American biochemist
Ann Boody Moser (born 1940) is an American biochemist specializing in neurology. She researches the development of therapies for adrenoleukodystrophy. Moser is an associate professor emerita in neurology at the Johns Hopkins University. She is a research associate in neurology and the co-director of the peroxisomal diseases laboratory at the Kennedy Krieger Institute.
Life
Moser was born in 1940 in Wakefield, Massachusetts.[1][2] Moser completed a B.A. in biochemistry from Radcliffe College in 1961.[3] As an undergraduate, she was a technician in Konrad Emil Bloch's laboratory.[3] Moser completed an honors thesis under Bloch's guidance.[1] Moser met her future husband, Hugo Moser at the radioactivity counter while they were working in Manfred L. Karnovsky's laboratory in the department of biological chemistry at Harvard Medical School.[1] Several years later, Hugo interviewed and hired Moser for a position in his laboratory at McLean Hospital.[1] They married in December 1963 and she continued researching sulfate metabolism.

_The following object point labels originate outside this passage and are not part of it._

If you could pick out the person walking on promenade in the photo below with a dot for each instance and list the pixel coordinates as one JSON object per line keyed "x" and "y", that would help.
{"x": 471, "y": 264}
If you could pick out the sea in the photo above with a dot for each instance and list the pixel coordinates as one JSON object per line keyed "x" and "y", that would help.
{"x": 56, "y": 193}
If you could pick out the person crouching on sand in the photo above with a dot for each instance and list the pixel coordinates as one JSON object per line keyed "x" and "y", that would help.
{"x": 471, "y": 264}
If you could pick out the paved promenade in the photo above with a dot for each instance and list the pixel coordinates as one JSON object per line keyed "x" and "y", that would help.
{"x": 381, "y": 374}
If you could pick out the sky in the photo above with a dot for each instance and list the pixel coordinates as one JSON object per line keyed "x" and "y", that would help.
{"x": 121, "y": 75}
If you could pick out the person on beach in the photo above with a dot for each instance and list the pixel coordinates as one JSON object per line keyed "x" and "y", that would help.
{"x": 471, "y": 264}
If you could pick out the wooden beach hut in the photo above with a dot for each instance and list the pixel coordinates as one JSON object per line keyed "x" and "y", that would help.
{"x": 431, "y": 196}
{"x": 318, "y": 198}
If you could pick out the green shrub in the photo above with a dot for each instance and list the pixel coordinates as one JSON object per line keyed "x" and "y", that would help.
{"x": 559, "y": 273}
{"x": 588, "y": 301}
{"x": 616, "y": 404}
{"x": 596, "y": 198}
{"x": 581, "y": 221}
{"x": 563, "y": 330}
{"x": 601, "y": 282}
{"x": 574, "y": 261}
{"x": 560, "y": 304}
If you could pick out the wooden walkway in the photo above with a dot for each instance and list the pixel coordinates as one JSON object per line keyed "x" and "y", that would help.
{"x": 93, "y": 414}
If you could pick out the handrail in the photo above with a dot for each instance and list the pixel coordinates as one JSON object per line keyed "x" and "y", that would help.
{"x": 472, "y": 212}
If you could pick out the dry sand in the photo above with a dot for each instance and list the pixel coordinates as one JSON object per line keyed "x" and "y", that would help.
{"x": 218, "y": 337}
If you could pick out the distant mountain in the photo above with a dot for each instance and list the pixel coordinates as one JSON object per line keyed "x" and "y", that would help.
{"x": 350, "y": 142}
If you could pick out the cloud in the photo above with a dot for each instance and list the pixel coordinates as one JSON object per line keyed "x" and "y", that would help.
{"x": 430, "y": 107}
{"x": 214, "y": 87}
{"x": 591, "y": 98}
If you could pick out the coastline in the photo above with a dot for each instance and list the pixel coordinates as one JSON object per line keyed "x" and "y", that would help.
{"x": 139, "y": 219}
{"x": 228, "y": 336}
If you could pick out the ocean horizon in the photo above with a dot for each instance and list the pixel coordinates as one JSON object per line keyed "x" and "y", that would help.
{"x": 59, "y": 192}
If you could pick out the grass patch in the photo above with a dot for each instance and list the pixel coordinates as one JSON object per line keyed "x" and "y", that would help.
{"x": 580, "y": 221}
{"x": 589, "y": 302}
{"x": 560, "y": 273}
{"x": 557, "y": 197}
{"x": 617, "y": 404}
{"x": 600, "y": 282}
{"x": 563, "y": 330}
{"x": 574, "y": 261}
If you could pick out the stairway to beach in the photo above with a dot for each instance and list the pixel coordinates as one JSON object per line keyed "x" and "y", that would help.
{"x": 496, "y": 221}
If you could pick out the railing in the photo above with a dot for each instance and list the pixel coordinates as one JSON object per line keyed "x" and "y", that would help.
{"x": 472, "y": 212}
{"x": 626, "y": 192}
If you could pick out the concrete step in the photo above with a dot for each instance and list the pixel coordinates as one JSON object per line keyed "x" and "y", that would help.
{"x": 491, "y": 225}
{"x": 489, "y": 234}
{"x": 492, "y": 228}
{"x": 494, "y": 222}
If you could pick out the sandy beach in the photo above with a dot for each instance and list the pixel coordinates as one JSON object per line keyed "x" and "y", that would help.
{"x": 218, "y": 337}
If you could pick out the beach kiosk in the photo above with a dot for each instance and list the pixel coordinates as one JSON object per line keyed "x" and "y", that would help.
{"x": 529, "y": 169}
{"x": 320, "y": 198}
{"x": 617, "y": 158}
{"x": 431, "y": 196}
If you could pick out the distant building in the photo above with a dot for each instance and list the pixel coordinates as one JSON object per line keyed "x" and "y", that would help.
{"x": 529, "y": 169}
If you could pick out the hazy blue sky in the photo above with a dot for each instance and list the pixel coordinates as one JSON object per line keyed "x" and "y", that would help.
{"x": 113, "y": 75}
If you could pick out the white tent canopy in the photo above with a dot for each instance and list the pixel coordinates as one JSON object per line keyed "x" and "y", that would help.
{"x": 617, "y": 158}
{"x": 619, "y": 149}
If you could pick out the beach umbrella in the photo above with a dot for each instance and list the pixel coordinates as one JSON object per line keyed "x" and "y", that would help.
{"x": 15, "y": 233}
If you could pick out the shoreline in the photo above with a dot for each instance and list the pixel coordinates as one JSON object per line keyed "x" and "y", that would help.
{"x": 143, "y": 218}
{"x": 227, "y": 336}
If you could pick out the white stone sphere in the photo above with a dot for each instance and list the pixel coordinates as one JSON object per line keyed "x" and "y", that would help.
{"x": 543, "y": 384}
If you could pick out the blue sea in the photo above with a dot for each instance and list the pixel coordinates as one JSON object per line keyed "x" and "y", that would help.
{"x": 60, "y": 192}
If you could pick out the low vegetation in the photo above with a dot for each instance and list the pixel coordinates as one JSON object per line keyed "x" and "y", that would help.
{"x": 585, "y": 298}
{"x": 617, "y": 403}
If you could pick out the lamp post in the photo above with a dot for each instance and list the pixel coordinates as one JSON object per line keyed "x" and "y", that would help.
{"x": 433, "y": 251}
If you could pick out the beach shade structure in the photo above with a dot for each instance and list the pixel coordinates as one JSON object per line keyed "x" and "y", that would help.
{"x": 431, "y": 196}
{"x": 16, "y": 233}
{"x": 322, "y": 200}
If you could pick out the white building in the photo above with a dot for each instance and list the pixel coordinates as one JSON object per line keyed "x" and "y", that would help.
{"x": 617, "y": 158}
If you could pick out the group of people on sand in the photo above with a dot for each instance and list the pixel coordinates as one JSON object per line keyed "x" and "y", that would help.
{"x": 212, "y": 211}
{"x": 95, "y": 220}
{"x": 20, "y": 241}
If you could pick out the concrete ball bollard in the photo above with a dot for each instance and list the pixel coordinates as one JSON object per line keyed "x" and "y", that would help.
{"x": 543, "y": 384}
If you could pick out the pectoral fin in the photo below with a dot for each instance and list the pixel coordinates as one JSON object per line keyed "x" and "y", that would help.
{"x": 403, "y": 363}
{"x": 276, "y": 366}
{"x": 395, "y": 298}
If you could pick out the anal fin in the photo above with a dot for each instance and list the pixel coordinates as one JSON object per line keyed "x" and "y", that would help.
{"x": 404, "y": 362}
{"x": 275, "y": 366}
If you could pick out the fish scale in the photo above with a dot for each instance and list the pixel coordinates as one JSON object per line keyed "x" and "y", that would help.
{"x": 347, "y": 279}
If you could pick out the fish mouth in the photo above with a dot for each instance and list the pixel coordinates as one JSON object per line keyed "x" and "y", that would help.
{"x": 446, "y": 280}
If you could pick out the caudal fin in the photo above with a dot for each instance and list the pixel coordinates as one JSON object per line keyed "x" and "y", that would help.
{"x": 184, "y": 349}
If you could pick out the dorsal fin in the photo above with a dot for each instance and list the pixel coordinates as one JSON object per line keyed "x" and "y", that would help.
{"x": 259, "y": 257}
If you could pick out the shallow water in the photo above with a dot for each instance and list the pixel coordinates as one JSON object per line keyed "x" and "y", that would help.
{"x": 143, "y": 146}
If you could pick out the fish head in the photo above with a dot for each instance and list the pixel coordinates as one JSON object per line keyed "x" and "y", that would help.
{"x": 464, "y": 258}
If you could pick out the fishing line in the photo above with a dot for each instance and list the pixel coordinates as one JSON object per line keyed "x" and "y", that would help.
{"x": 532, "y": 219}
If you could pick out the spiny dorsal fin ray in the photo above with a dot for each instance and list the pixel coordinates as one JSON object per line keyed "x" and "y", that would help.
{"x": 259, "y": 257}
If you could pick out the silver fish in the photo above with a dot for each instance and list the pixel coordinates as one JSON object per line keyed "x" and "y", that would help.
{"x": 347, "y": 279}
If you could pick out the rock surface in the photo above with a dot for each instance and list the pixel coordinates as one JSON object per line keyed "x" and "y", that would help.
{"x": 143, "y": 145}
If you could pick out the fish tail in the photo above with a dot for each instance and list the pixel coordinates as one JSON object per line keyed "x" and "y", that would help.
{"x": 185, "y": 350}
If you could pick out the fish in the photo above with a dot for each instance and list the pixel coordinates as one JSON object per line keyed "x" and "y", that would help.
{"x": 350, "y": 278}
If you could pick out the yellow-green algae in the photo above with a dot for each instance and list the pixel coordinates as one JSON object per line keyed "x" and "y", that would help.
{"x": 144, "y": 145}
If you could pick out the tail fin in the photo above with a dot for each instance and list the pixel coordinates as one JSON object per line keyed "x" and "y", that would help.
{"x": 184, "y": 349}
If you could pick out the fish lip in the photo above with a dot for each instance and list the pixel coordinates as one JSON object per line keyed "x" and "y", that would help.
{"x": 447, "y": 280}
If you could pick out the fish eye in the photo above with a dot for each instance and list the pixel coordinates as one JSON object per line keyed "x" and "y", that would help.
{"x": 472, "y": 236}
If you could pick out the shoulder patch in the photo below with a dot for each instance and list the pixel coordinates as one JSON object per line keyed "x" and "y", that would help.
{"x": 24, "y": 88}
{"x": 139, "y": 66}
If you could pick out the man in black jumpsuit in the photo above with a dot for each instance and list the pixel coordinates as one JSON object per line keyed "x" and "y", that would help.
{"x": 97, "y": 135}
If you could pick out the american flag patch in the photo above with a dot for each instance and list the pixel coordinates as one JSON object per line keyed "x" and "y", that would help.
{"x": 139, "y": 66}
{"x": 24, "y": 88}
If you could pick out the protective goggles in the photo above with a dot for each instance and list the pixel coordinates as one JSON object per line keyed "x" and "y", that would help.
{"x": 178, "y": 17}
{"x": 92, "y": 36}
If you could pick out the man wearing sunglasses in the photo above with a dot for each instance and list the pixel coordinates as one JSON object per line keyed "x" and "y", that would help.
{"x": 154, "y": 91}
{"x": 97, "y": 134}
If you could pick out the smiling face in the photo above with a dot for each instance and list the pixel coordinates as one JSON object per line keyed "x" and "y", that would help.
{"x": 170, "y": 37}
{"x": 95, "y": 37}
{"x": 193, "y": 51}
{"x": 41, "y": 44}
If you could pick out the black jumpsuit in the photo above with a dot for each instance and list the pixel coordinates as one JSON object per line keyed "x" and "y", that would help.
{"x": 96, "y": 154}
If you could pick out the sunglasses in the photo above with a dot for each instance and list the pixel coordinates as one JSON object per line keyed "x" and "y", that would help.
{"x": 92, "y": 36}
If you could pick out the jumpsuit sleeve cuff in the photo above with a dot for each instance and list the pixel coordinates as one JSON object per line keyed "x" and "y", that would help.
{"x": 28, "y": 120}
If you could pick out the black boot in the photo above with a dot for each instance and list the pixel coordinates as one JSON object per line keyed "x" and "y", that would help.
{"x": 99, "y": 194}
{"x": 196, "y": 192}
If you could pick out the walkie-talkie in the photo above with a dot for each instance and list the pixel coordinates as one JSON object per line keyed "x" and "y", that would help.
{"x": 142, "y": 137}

She was the first to identify cholesterol sulfate in the human brain.[1]
She joined the Kennedy Krieger Institute (KKI) in 1976 as a senior technician.[3] In 1982, she was promoted to assistant in neurology.[3] In the 1980s, Moser and her husband were developing a screening technique to detect adrenoleukodystrophy.[4] In 1992, she became a research associate in neurology.[3] Moser serves as the co-director of the peroxisomal diseases laboratory in the Hugo W. Research Institute at KKI.[3] By 1999, Moser was elected a full member of the American Society for Neurochemistry.[1] In 2017, she was appointed as an associate professor of neurology in the department of neurogenetics at Johns Hopkins University.[5] She is an associate professor emerita in neurology.[6]